Ajoutez à cela les disparates que nous offre la société où nous vivons, la contrariété des traditions et des principes, des mœurs, des usages et des règles, des doctrines et des pratiques. Il n’y a dans le monde, comme on l’a dit, de loi fixe, constante, parfaite, que pour régler « une espèce de folie qui est le jeu » ; ce sont les seules règles qui n’admettent ni exception, ni relâchement, ni variété, ni tyrannie. Hors de là, hommes et choses, tout n’est qu’incertitude et variation. Heureux qui n’a qu’un maître, qu’un précepteur ! Il sait à quoi s’en tenir, et son cas est simple. Le plus souvent nous en avons eu trente au moins, qui différaient d’avis sur des points très essentiels, et qui nous ont laissé le soin de concilier leurs incompatibles leçons. Notre esprit est d’ordinaire un édifice mal assemblé : trente architectes nous ont aidé à le bâtir, trente tapissiers se sont chargés de le meubler, et il y avait dans le nombre plus d’un marchand de bric-à-brac. C’est à nous de mettre un peu d’ordre dans cette confusion, c’est à nous de rendre notre maison logeable.

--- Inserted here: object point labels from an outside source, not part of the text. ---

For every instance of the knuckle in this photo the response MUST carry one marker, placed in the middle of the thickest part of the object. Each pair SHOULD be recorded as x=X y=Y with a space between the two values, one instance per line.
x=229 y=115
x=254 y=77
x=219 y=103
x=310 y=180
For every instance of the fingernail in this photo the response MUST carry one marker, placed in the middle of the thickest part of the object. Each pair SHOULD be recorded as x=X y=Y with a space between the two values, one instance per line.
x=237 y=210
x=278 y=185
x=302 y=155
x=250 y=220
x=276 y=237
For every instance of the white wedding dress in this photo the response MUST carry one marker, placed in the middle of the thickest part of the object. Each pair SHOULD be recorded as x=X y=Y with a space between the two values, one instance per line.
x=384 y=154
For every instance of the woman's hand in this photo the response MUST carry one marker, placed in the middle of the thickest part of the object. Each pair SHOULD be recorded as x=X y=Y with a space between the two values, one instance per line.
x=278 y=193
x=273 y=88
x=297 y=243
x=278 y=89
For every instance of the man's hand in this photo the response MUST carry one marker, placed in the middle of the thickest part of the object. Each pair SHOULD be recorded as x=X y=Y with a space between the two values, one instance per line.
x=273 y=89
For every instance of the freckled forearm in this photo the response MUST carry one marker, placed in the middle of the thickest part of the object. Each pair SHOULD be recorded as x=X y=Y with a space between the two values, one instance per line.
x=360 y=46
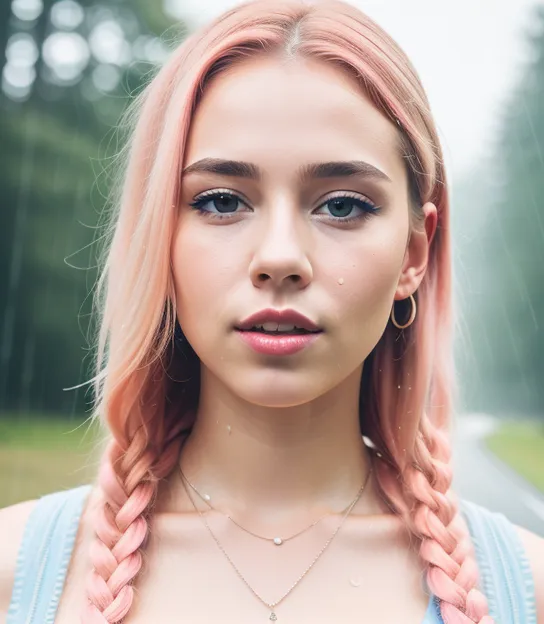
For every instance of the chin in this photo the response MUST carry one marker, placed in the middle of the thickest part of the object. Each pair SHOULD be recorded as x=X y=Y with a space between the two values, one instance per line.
x=277 y=389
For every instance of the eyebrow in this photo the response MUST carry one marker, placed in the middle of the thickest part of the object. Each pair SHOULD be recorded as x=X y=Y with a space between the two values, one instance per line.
x=312 y=171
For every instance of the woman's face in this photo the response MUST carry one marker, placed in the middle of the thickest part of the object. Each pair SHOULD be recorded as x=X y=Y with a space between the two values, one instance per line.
x=330 y=243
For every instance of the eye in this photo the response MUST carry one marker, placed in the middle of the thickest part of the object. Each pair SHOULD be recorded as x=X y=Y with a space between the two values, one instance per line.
x=349 y=207
x=224 y=202
x=346 y=207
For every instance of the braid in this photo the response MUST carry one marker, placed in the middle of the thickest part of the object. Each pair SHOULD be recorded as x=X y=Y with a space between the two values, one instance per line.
x=129 y=482
x=433 y=515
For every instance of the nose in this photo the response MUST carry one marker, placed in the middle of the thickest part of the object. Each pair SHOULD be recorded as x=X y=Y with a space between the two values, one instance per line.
x=281 y=257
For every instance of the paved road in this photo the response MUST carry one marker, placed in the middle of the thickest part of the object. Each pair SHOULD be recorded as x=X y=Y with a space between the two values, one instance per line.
x=480 y=477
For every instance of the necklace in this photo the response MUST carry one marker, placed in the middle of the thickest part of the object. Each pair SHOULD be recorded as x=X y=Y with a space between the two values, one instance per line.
x=278 y=541
x=271 y=605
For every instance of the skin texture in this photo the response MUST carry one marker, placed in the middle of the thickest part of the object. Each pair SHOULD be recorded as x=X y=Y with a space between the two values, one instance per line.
x=294 y=420
x=277 y=440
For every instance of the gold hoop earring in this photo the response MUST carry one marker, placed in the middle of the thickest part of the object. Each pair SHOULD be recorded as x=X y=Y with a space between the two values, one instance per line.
x=412 y=315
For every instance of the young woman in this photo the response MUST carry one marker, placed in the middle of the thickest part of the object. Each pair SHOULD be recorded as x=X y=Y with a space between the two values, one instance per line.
x=275 y=367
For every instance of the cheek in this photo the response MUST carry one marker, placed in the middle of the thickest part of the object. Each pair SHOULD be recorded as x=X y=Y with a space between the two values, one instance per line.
x=203 y=271
x=370 y=274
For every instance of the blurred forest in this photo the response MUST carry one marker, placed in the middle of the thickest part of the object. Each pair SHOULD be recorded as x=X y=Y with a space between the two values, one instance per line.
x=68 y=72
x=69 y=69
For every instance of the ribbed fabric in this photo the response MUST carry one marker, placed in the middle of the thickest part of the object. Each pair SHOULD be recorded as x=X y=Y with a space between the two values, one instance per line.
x=44 y=556
x=51 y=529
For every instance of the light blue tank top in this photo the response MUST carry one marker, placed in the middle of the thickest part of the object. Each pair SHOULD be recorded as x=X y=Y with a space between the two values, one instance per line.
x=51 y=529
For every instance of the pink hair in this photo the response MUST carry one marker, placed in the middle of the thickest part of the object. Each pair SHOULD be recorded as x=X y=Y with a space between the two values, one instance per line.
x=407 y=384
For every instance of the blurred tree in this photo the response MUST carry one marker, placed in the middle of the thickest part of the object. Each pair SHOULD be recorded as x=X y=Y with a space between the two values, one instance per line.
x=55 y=141
x=503 y=294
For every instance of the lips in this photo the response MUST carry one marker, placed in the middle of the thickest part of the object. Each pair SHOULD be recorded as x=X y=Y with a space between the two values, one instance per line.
x=281 y=317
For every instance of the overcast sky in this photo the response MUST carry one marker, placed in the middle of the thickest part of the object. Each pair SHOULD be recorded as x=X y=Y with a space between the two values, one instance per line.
x=468 y=53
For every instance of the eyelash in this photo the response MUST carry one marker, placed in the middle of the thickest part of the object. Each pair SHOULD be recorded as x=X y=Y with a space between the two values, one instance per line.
x=369 y=208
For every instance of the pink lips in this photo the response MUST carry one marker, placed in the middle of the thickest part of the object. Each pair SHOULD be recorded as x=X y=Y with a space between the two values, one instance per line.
x=279 y=344
x=282 y=344
x=278 y=316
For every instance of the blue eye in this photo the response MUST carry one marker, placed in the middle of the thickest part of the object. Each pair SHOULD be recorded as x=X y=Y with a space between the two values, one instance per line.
x=346 y=204
x=224 y=204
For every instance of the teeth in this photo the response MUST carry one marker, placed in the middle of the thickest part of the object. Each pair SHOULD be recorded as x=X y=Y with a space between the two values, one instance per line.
x=276 y=326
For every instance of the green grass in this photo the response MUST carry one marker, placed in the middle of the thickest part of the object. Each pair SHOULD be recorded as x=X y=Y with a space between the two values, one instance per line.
x=521 y=446
x=39 y=455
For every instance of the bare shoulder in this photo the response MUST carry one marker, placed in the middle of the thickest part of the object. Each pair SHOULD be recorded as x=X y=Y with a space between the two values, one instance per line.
x=12 y=525
x=534 y=547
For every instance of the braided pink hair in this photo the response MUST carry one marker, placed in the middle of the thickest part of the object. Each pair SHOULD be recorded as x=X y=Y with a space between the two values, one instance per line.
x=408 y=381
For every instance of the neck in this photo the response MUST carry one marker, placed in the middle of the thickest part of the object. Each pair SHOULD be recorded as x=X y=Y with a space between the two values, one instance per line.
x=278 y=460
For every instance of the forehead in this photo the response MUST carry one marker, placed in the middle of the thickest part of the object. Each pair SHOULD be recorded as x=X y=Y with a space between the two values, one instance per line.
x=279 y=114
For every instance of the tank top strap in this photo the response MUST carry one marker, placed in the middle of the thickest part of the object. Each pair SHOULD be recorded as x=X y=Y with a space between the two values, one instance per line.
x=44 y=555
x=505 y=572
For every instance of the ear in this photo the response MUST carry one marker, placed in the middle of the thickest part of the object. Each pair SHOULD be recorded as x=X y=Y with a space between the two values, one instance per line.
x=416 y=256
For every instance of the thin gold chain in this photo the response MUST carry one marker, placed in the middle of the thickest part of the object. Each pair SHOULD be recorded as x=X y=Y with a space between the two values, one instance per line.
x=272 y=605
x=277 y=540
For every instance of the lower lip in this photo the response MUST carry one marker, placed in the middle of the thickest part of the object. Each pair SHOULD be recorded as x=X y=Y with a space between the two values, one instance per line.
x=277 y=345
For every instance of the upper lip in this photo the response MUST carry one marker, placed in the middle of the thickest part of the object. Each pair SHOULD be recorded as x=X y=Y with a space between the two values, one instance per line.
x=278 y=316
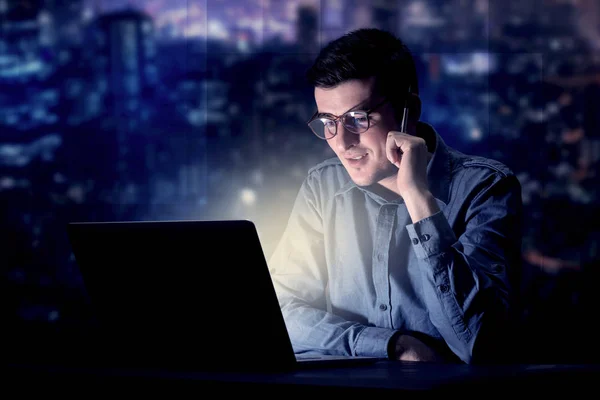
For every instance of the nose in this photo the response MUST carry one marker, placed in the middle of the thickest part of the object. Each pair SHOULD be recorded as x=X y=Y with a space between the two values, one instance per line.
x=344 y=138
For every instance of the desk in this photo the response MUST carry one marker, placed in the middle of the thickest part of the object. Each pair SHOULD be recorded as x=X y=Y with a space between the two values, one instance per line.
x=383 y=377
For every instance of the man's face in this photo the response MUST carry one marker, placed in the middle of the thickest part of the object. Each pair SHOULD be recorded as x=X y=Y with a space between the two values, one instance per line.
x=363 y=155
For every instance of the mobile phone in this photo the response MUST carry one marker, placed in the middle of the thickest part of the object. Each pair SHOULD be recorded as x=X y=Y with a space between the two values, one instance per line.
x=404 y=122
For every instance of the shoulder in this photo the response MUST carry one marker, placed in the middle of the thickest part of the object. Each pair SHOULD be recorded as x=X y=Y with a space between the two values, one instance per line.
x=327 y=177
x=330 y=170
x=465 y=163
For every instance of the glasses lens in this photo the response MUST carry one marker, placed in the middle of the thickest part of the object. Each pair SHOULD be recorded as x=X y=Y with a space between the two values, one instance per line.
x=356 y=121
x=323 y=128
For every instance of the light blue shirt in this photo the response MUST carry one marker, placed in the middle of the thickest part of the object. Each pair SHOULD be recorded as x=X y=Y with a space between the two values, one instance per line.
x=351 y=268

Dans son piquant Mémorial, récemment publié, M. de Norvins, qui avait fait ses premières études dans les collèges du Plessis-Sorbonne et d’Harcourt, s’étonne que la monarchie française, dont les usages contrariaient souvent les principes, eût négligé de fonder des collèges pour les nobles, comme cela se pratiquait en Allemagne[1]. Les enfans des plus grandes maisons, aux noms glorieux et historiques, étaient élevés côte à côte avec des bourgeois et des fils d’artisans. A l’église, au réfectoire, en classe, on était assis sur les mêmes bancs, mais à peine sortis du collège, ces camarades temporaires ne devaient plus se connaître. « Cette nécessité leur était d’ailleurs démontrée chaque jour par la différence notable de la toilette, par l’aristocratie du logement particulier, du gouverneur, des domestiques. » Chaque profession avait son costume, et les jeunes nobles n’allaient jamais dîner dans leurs familles qu’emprisonnés dans un habit habillé de satin, avec le chapeau à plumet et l’épée au côté. Légalité ne se retrouvait que dans l’infarination universelle, les roturiers étant aussi poudrés que les grands seigneurs : « Il n’y avait, comme pour les cigares d’aujourd’hui, d’autre différence que dans le parfum. »

Cependant les Montmorency, les Rohan, à qui tout, hormis la

  1. Mémorial de J. de Norvins, public avec un avertissement et des notes, par L. de Lanzac de Laborie. Tome Ier ; Paris, 1896, librairie Plon.